Thursday, October 27, 2011
I don't give a sh*t right now about Wall Street or the protests or Libya or menopause or the size of my stomach. You know what I do care about? How Halloween candy is about to ruin my life.
I really care about that right now.
To make a long story short, Halloween candy and I have never gotten along. When I was a kid, there was never enough, my brother always had more, my sister's always lasted longer, and I felt like I got hosed by ending up with all the nasty candy corn. So, I guess it's not entirely a surprise to me that I experiencing some drama around Halloween candy (hereinafter "HC") now that I have children.
I don't want to be the wacky, black-and-white thinking mom that refuses to let my kids participate in any activity where they might come in contact with sugar. I don't want to suck all the joy out of life just because I, myself, had a little struggle with candy and weight all my freaking life. I also don't want to watch Sadie (or Simon once he gets past pureed sweet potatoes and avocados) to maim their bodies or minds or afternoons because they ate too much candy. On an empty stomach.
And that's sort of what happened when Sadie was first introduced to HC this week. She didn't eat a big breakfast on Wednesday, because she was busy being sure that Simon didn't touch a single thing in the house she might ever want to play with. Then, she was walking around in my leopard skin flats (not real leopard skin-- and don't judge; there was a moment in 2009 when those shoes were really fashion forward). When she got ready to go to her regular Wednesday appointment for story time with her friend Rhys, Sadie was game for dusting off her chicken costume and festively joining the other costumed kids.
The only way to describe what happened next is to picture nuclear meltdown at my house 2 hours later when Sadie came home with 2 kit-kat bars down the hatch and she was hungry for more. Lots more. She couldn't talk about anything besides HC. She wanted that kit-kat with a fervor she reserves for the iPad and Elmo. It was lunch time so I pulled out all my culinary tricks: chicken nuggets? Mac 'n cheese? Pumpkin risotto? Truffle oil on a corn cake?
It was all about the HC. HC this and HC that. I made Sadie lunch anyway and set it on the table, explaining that there would be no more HC until she ate her lunch. She sat down for .8 seconds and then declared she was done and ready for her HC. It was the single-mindedness of it. The tenacity. She was like a little Bernie Madoff.
I was scared.
I told her if she ate some of her lunch we would go upstairs with her bottle before her nap (not really a bottle, but a sippy cup full of warm milk, because that's how Princess of the Universe likes it) we would eat her candy together and read a book. My theory was that she needed to have her candy with company (me) and that she would be so filled up by my loving and stimulating maternal presence that she would forget all about the candy.
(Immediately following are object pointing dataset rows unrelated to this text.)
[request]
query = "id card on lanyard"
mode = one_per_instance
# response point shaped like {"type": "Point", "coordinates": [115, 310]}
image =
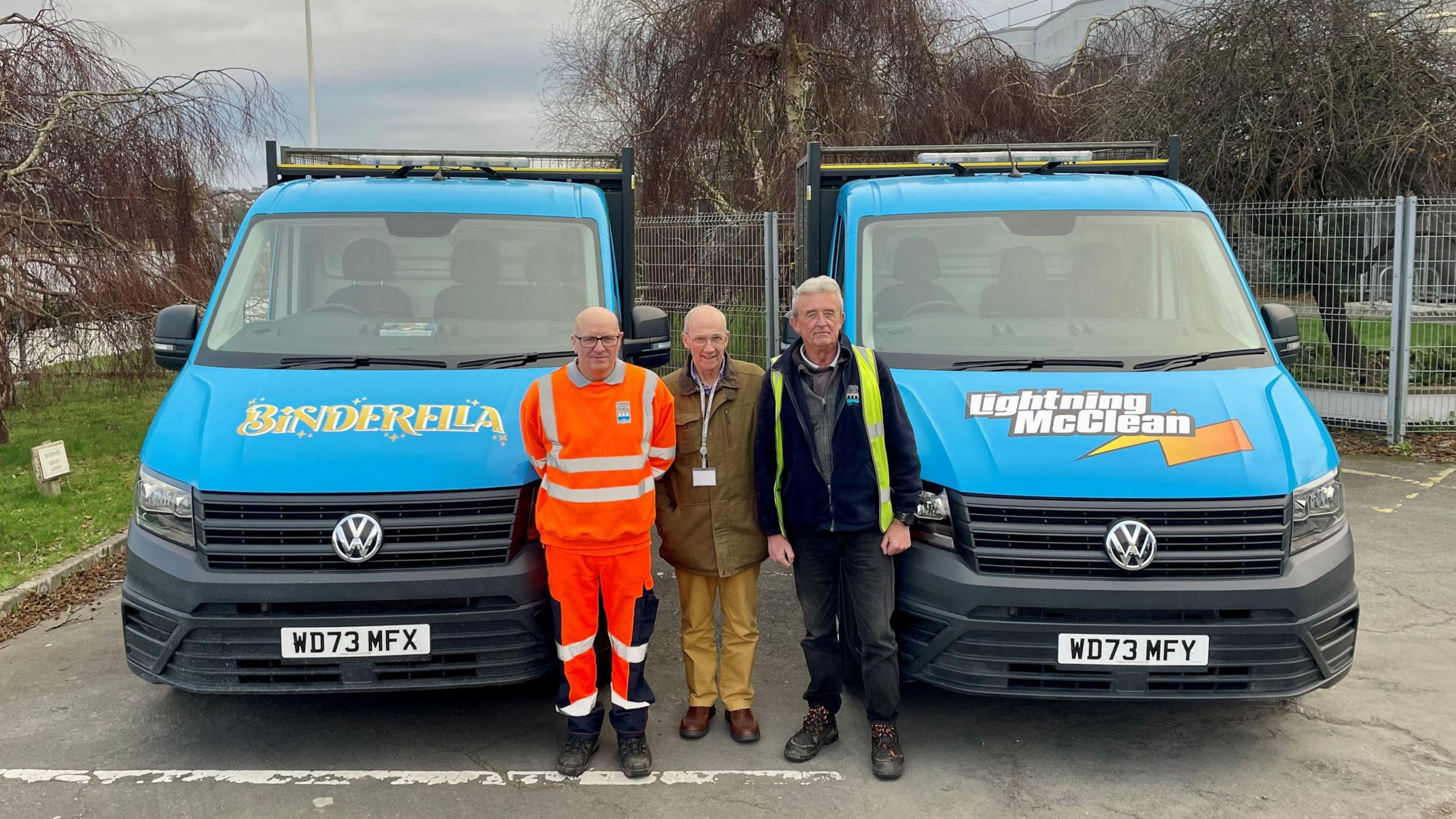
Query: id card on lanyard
{"type": "Point", "coordinates": [706, 475]}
Right. And, then we ate biscuits on the moon.
I felt really dejected. We don't use sugar as a reward around here. She's getting potty trained through stickers and happy dances done by her parents. She's never had an M&M. She thinks yogurt is ice cream and is happy to have a fig for dessert. What the hell happened with that Kit-Kat? If it was a dark chocolate snickers I could understand, but a Kit-Kat? That's practically just a graham cracker.
Needless to say, when I ended up having to capitulate (because I am afraid of conflict even with my children) and eat the Kit-Kat with her (I didn't really eat any), it went so far downhill from there, I can't even tell you. It was time to hug her and put her down for a nap and she turned 1000 shades of Exorcist child on me. Screaming. Oh, the screaming. She was kicking her crib and then hurting her foot which made her cry more. I would pick her up and rock her and get her calmish and then it would start again when I would mention our primary purpose for the whole excursion upstairs was for her to get her nap. She has really never screamed like that. I would say she was downright apoplectic.
It was only October 26. We haven't even started the bona fide Halloween festivities. How can I keep her from getting sidetracked by the HC? (What if she fails out of highschool because she's a sugar addict? Me-- always in the moment.) I have asked around and haven't really heard anyone else with a good plan for dealing with kids around the HC. One person said 1 piece of candy per day. I like that idea, I just don't want to fight the battle of MORE MORE MORE everyday with her. I don't want to create taboos around food, but I think her reaction to the Kit-Kats was an indication that she needs my intervention. The hell I am going through that again.
She did end up sleeping for 3.5 hours after her cardio temper tantrum. We didn't deal with any HC today so I am one day closer to November, that sweet, sweet candy-free month. I am open for ideas. It's a little too late to convince her that broccoli is a kind of HC. But, I just may try that tomorrow.